When Global Health Studies Prof. Noelle Sullivan heard that Northwestern was switching its employee health care administrator from Blue Cross and Blue Shield to UnitedHealthcare, her initial reaction was one of “horror.”
UnitedHealthcare announced last July that the Justice Department began an investigation into the company for fraud. Sullivan said the investigation, along with the company’s tendency to deny claims, caused her a high degree of alarm.
Sullivan found herself frustrated with the limited collaboration between NU administration and its workforce before the change was announced, a sentiment shared by other faculty and staff.
“There’s a complete lack of partnership on large decisions that tremendously impact the faculty and the staff,” Sullivan said. “It feels like a slap in the face.”
On June 12, NU announced that all medical plans for University faculty and staff will be administered by UnitedHealthcare starting Jan. 1, 2026.
In 2026 there will be four medical plans offered, with the price of premiums depending on employee salary, coverage tier and selected plan, a University spokesperson wrote in a statement to The Daily.
“By moving to UnitedHealthcare, we expect to slow the growth of annual costs for our participants, while maintaining the comprehensive coverage our employees need,” the spokesperson wrote.
Yet, many employees were left feeling unsatisfied with the switch.
McCormick Prof. Luís Amaral questioned why faculty with expertise in health insurance weren’t consulted by administration before the decision was made.
Amaral also raised concern over the disconnect between the needs of faculty and staff and the shift to UnitedHealthcare approved by the Board of Trustees. He acknowledged the University’s claim that the shift will save NU $7.5 million, but questioned the impact of these savings when the University’s annual budget was more than $3 billion, as of the 2024 fiscal year.
The University did not respond for comment regarding faculty consultation or the shift to UnitedHealthcare, at the time of publication.

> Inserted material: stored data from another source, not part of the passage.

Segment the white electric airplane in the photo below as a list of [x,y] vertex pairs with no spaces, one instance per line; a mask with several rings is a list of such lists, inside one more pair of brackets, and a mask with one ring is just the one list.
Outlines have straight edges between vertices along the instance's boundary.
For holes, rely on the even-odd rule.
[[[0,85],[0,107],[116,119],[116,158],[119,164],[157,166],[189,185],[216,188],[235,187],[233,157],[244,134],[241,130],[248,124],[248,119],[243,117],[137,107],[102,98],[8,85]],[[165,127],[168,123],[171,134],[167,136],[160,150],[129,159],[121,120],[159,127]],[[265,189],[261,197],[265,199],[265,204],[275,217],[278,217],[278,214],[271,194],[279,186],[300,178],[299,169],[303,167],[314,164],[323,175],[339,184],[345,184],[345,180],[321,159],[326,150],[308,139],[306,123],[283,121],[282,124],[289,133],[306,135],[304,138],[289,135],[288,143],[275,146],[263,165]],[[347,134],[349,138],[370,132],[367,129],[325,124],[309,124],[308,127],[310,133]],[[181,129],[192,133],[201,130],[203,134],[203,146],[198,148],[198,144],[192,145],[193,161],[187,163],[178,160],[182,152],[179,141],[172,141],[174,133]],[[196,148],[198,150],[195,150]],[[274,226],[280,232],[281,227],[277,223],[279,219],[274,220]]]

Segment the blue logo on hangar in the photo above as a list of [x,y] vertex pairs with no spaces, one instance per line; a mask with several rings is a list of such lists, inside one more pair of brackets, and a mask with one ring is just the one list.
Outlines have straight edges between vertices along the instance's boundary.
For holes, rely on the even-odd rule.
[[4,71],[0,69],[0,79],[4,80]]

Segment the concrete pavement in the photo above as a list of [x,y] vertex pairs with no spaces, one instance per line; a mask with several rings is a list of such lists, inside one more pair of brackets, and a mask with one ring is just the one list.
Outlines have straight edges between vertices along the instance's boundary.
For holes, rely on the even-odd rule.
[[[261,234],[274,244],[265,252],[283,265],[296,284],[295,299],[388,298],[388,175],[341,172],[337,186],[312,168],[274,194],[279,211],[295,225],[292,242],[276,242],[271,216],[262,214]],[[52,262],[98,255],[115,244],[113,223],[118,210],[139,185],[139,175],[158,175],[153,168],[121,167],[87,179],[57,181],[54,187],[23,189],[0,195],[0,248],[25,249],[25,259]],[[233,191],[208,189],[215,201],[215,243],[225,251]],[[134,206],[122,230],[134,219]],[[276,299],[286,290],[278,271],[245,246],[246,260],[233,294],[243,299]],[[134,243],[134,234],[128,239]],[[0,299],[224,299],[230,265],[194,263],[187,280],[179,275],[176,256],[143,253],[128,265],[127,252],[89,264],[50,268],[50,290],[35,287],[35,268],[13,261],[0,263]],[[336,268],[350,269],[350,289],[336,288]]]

Sullivan questioned whether NU would be saving as much money as it claims, with copay and coinsurance costs for the Preferred Provider Organization plan that will nearly double under the new UnitedHealthcare plan. She noted that this change will ultimately result in many of NU’s covered faculty and staff hitting the out-of-pocket maximum for their plan.
After the out-of-pocket maximum has been reached, NU will be responsible for the rest of their health care costs for the year. She said the University paying these costs risks dipping into the planned savings from the switch.
Feinberg Prof. Melissa Simon concurred with Sullivan, noting that the shift may financially disadvantage faculty and staff.
“You’re decreasing the salary of your staff and faculty because they have to pay more for health care,” she said. “It’s a way to cut the salary of your faculty by not paying for more benefits.”
Simon said these changes could weigh down the wellbeing of NU’s workforce, impacting their productivity. She emphasized that shifting health care plans for patients in the middle of long-term treatments could cause a “major disruption in trust and care knowledge.”
The process of changing health care plans creates the “hassle” of calling providers and making new arrangements depending on whether their services are covered under UnitedHealthcare, she said.
“I have myself and four children covered under the health care plan,” she said. “I’m not just calling for myself… so the stress and the hassle factor go up substantially.”
Julie Bednark, a communications specialist at Feinberg School of Medicine, called communication surrounding the shift “very alarming.”
Along with a lack of shared governance, Bednark said finding those responsible for the choice is increasingly difficult due to a growing “lack of transparency.”
Bednark said the provider she was seeing was in a network under Blue Cross and Blue Shield. Under the UnitedHealthcare plan, she may have to find a new provider. Continuing to see her provider at the new out-of-network rates will likely cost her thousands of dollars, she said.
“(I’m) looking around and knowing that a lot of my colleagues are going to be struggling,” she said. “They are no longer going to be able to see their providers, myself included.”